Longford mothers urged to get whooping cough vaccine

Dr Padraig McGarry

Dr Padraig McGarry is advising pregnant mothers between 16 and 36 weeks to avail of the Pertussis vaccine

Expectant mothers are being urged by the HSE to ensure they get the Pertussis vaccine to protect their unborn babies from whooping cough.

There has been an upsurge of whooping cough in children around Ireland this year, with five babies from Longford affected in recent months.

One baby became seriously unwell while another infant sadly died from the infection, according to the HSE.

“There have been increased incidents of whooping cough and it’s most common in babies between eight and 10 weeks because they have no innate immunity,” said Longford town GP, Dr Padraig McGarry.

“Whooping cough can be very distressing with young babies so it’s important to do what’s best to protect them.

“The advice to pregnant mothers is to get the vaccine between 16 and 36 weeks. In that case the mother will have the antibodies that will protect the newborn baby.

“And the HSE have removed the cost factor from parents, so the whooping cough vaccine is paid for both those with medical cards and those without,” he added.

The vaccine stimulates the immune system to produce high levels of antibodies to the whooping cough bacteria, according to Dr McGarry.

These antibodies will also pass to the baby in the womb and protect them during the first few months of life.
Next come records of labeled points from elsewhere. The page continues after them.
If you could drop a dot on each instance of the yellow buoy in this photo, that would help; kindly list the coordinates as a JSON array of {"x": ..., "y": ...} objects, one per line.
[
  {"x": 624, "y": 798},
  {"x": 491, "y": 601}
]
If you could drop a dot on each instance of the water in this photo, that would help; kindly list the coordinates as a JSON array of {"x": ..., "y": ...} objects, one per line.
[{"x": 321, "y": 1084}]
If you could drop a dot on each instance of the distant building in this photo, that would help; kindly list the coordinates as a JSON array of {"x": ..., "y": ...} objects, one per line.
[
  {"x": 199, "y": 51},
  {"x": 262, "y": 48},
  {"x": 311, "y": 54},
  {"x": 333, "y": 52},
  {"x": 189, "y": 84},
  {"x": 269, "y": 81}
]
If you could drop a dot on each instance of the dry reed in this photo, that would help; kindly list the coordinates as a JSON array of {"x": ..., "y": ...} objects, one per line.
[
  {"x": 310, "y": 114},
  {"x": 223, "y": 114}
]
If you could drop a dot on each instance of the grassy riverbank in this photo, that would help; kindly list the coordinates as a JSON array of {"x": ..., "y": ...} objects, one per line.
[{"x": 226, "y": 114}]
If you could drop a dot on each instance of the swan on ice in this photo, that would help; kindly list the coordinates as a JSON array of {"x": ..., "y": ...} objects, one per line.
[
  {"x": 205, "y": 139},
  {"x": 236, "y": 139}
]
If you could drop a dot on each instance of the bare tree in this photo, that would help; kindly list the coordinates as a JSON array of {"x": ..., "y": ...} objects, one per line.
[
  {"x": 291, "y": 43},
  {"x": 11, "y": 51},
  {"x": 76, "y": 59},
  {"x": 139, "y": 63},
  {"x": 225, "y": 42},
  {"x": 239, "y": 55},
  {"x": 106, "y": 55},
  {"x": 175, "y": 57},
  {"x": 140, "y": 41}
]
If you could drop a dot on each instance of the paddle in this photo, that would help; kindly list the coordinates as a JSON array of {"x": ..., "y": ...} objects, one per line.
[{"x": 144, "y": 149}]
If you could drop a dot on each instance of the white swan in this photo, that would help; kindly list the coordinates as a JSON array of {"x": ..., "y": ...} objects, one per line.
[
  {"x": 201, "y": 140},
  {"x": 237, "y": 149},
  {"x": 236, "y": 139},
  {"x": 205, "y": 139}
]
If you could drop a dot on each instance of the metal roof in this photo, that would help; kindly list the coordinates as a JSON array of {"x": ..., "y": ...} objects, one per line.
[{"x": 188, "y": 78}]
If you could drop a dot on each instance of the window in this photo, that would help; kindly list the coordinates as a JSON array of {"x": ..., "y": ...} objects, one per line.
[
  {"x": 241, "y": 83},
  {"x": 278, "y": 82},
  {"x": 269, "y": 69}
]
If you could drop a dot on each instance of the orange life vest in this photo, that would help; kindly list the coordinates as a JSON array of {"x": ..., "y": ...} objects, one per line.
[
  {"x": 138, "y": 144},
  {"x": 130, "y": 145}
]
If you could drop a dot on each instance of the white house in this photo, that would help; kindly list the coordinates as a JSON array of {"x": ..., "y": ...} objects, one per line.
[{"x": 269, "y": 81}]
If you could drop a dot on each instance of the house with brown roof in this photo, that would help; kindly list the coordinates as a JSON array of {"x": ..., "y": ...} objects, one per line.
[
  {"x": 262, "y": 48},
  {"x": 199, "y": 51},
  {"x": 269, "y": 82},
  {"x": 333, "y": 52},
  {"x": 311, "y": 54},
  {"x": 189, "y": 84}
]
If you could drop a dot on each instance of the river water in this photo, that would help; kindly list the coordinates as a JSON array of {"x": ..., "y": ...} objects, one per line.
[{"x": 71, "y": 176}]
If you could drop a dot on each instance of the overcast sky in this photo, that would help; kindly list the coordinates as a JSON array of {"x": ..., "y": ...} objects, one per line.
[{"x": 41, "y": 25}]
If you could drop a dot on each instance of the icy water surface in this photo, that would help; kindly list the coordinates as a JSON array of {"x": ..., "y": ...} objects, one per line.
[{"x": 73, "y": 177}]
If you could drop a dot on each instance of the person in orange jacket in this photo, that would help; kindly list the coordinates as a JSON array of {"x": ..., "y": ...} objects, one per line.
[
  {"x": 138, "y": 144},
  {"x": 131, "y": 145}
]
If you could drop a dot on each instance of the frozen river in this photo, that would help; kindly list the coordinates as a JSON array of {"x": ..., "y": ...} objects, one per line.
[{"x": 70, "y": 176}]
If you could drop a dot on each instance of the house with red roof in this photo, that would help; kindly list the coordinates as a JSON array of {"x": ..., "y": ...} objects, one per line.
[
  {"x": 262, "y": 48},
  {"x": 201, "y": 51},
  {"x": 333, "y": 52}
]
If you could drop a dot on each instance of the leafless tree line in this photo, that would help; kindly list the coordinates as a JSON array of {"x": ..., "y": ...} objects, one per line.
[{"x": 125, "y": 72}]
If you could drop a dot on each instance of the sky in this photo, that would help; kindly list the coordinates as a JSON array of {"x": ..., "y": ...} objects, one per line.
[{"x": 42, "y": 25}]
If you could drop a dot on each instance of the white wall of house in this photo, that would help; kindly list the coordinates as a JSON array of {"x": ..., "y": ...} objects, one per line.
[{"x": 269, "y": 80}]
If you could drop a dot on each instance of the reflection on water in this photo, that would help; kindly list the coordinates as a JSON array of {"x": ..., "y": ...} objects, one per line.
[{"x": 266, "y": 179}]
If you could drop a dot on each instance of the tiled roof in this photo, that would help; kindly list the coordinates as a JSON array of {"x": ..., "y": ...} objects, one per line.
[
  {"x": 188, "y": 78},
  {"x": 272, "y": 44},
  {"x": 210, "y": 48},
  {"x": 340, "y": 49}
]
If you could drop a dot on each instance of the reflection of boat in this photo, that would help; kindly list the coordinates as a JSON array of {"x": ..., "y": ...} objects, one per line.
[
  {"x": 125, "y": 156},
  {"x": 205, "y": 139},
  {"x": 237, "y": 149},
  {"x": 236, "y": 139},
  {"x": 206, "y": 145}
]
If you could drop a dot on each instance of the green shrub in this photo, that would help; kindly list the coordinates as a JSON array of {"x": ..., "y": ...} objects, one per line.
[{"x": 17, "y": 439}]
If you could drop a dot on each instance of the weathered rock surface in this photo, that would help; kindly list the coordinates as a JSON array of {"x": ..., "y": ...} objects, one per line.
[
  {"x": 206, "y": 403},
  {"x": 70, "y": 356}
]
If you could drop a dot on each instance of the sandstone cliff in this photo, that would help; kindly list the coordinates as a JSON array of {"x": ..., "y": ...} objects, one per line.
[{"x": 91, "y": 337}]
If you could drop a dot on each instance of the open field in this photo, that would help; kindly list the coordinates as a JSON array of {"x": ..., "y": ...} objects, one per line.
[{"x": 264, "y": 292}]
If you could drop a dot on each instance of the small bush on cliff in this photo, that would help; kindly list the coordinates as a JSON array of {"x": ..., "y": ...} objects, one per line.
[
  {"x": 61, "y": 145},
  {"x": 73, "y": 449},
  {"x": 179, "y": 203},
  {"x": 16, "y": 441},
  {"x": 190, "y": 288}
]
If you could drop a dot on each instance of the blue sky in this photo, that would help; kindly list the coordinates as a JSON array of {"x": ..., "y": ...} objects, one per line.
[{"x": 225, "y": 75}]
However, National Immunisation Advisory Committee recommendations are that if you have not been vaccinated by the 36th week of your pregnancy, it is still a good idea to get vaccinated.

Vaccination at this stage will protect you from getting the whooping cough and therefore passing it onto your new baby.

In light of the increased number of whooping cough cases in Co Longford, the HSE has made further recommendations to protect young babies, stating that all mothers with babies under six months old should be vaccinated, as should all adults that will come into contact with the infant.

Whooping cough is highly infectious. It starts mainly with a runny nose.

After one or two weeks, the cough is more obvious and comes in severe intermittent bouts of coughing. This can last for two to three months.

The HSE advises mothers to keep their baby away from anyone with a cough until they have had their routine primary childhood vaccinations.